AMPK mediates inhibition of electrolyte transport and NKCC1 activity by reactive oxygen species

Abstract

Reactive oxygen species such as H2O2 are believed to play a prominent role in the injury and loss of transport function that affect the intestinal epithelium in inflammatory conditions such as inflammatory bowel diseases. Defects in intestinal epithelial ion transport regulation contribute to dysbiosis and inflammatory phenotypes. We previously showed that H2O2 inhibits Ca2+-dependent Cl− secretion across intestinal epithelial cells (IECs) via a phosphatidylinositol 3-kinase (PI3K)- and extracellular signal-regulated kinase (ERK)-dependent mechanism that occurs, at least in part, through inhibition of the basolateral Na+-K+-2Cl− cotransporter NKCC1. NKCC1 governs Cl− entry into crypt IECs and thus plays a critical role in maintaining the driving force for Cl− secretion. Electrolyte transport consumes large amounts of cellular energy, and direct pharmacological activation of the cellular energy sensor AMP-activated protein kinase (AMPK) has been shown to inhibit a number of ion transport proteins. Here, we show that H2O2 activates AMPK in human IEC lines and ex vivo human colon. Moreover, we demonstrate that the inhibitory effect of H2O2 on Ca2+-dependent Cl− secretion and NKCC1 activity is AMPK-dependent. This inhibitory effect is associated with a physical interaction between AMPK and NKCC1, as well as increased phosphorylation (Thr212,217) of NKCC1, without causing NKCC1 internalization.
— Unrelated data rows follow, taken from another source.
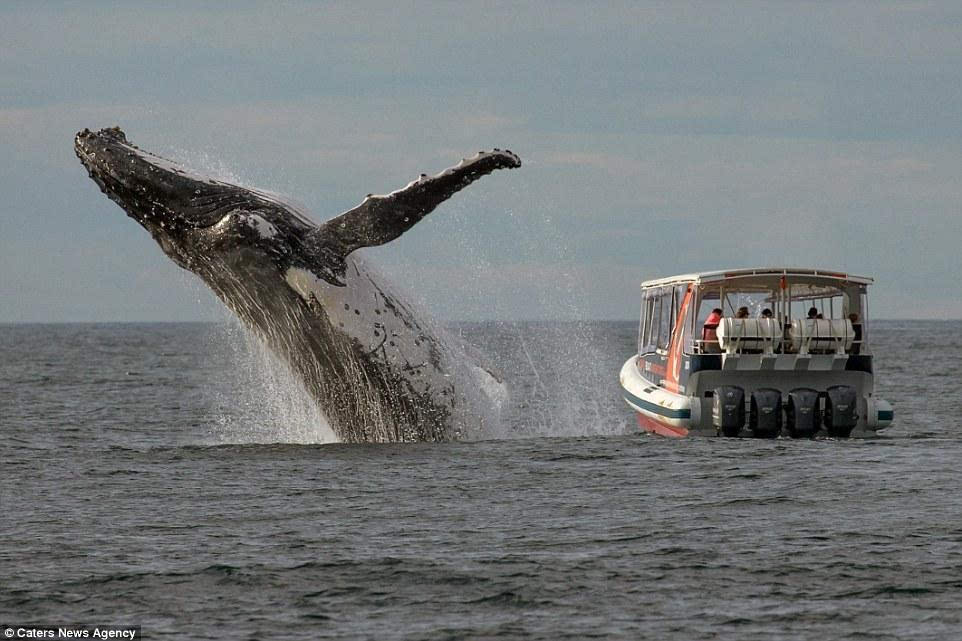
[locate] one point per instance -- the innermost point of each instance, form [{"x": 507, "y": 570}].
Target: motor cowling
[
  {"x": 765, "y": 413},
  {"x": 728, "y": 410},
  {"x": 802, "y": 413},
  {"x": 841, "y": 410}
]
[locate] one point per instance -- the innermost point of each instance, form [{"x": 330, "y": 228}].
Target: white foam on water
[{"x": 262, "y": 401}]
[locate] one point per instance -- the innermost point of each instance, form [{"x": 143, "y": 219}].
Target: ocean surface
[{"x": 172, "y": 476}]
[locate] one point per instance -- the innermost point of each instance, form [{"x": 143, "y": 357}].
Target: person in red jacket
[{"x": 709, "y": 334}]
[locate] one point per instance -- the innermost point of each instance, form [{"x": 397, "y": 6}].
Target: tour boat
[{"x": 755, "y": 352}]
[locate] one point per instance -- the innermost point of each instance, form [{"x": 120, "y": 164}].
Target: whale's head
[{"x": 195, "y": 220}]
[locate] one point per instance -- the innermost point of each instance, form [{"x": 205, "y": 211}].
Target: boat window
[
  {"x": 654, "y": 315},
  {"x": 650, "y": 313},
  {"x": 664, "y": 327}
]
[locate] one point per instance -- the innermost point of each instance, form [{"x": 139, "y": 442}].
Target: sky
[{"x": 656, "y": 138}]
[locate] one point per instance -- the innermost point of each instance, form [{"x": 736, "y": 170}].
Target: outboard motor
[
  {"x": 841, "y": 415},
  {"x": 765, "y": 414},
  {"x": 728, "y": 410},
  {"x": 802, "y": 414}
]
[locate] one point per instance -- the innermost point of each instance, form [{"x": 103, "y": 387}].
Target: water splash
[{"x": 261, "y": 400}]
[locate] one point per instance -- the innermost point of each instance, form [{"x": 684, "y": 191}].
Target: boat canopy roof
[{"x": 762, "y": 276}]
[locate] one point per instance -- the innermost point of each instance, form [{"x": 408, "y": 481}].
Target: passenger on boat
[
  {"x": 709, "y": 334},
  {"x": 857, "y": 327}
]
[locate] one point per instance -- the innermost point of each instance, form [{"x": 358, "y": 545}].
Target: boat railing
[{"x": 763, "y": 335}]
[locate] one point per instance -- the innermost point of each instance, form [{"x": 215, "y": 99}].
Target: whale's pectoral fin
[{"x": 381, "y": 219}]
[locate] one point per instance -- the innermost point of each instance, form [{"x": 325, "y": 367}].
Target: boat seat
[
  {"x": 821, "y": 336},
  {"x": 748, "y": 335}
]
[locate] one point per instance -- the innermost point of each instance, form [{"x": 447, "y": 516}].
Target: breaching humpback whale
[{"x": 377, "y": 370}]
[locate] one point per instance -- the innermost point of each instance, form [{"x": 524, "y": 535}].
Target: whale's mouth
[{"x": 159, "y": 194}]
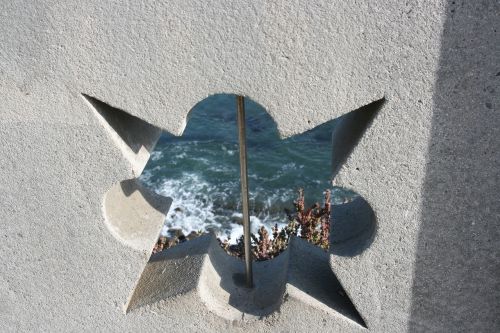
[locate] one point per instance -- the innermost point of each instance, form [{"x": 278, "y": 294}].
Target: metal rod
[{"x": 244, "y": 190}]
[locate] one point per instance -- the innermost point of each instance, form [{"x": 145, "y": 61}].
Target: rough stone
[{"x": 426, "y": 164}]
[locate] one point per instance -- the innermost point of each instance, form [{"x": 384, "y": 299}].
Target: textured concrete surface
[{"x": 427, "y": 163}]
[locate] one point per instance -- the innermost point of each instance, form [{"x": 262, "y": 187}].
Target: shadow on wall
[{"x": 456, "y": 285}]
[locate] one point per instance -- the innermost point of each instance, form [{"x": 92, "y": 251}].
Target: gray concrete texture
[{"x": 424, "y": 253}]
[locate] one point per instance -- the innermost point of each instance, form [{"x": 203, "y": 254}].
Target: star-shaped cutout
[{"x": 135, "y": 214}]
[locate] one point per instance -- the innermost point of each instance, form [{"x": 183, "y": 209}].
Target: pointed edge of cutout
[
  {"x": 349, "y": 130},
  {"x": 135, "y": 137},
  {"x": 135, "y": 215}
]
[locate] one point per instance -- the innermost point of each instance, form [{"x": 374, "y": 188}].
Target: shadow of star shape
[{"x": 308, "y": 160}]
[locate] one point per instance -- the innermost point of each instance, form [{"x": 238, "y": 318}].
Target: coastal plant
[{"x": 312, "y": 224}]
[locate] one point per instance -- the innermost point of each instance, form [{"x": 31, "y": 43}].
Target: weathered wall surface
[{"x": 427, "y": 164}]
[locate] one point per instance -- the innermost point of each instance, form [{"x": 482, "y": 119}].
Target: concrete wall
[{"x": 426, "y": 163}]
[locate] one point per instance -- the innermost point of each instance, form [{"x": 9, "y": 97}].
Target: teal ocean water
[{"x": 200, "y": 169}]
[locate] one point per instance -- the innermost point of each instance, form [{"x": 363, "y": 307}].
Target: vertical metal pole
[{"x": 244, "y": 190}]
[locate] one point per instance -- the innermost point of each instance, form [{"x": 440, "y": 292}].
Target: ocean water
[{"x": 200, "y": 169}]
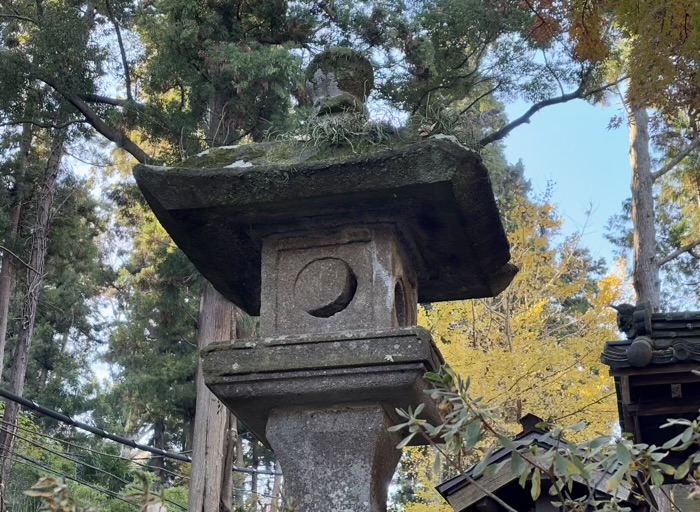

These data identify a key role for AMPK-NKCC1 interaction as a point of convergence for suppression of colonic epithelial ion transport by inflammatory reactive oxygen species. NEW & NOTEWORTHY H2O2 inhibition of intestinal epithelial Ca2+-dependent Cl− secretion involves recruitment of AMP-activated protein kinase (AMPK) downstream of ERK and phosphatidylinositol 3-kinase signaling pathways, physical interaction of AMPK with the Na+-K+-2Cl− cotransporter NKCC1, and AMPK-dependent suppression of NKCC1-mediated electrolyte influx without causing NKCC1 internalization. It is intriguing that, in human intestinal epithelial cell lines and human colon, H2O2 activation of AMPK increased phosphorylation of NKCC1 residues required for promoting, not inhibiting, NKCC1 activity. These data identify an elevated complexity of AMPK regulation of NKCC1 in the setting of an inflammatory stimulus.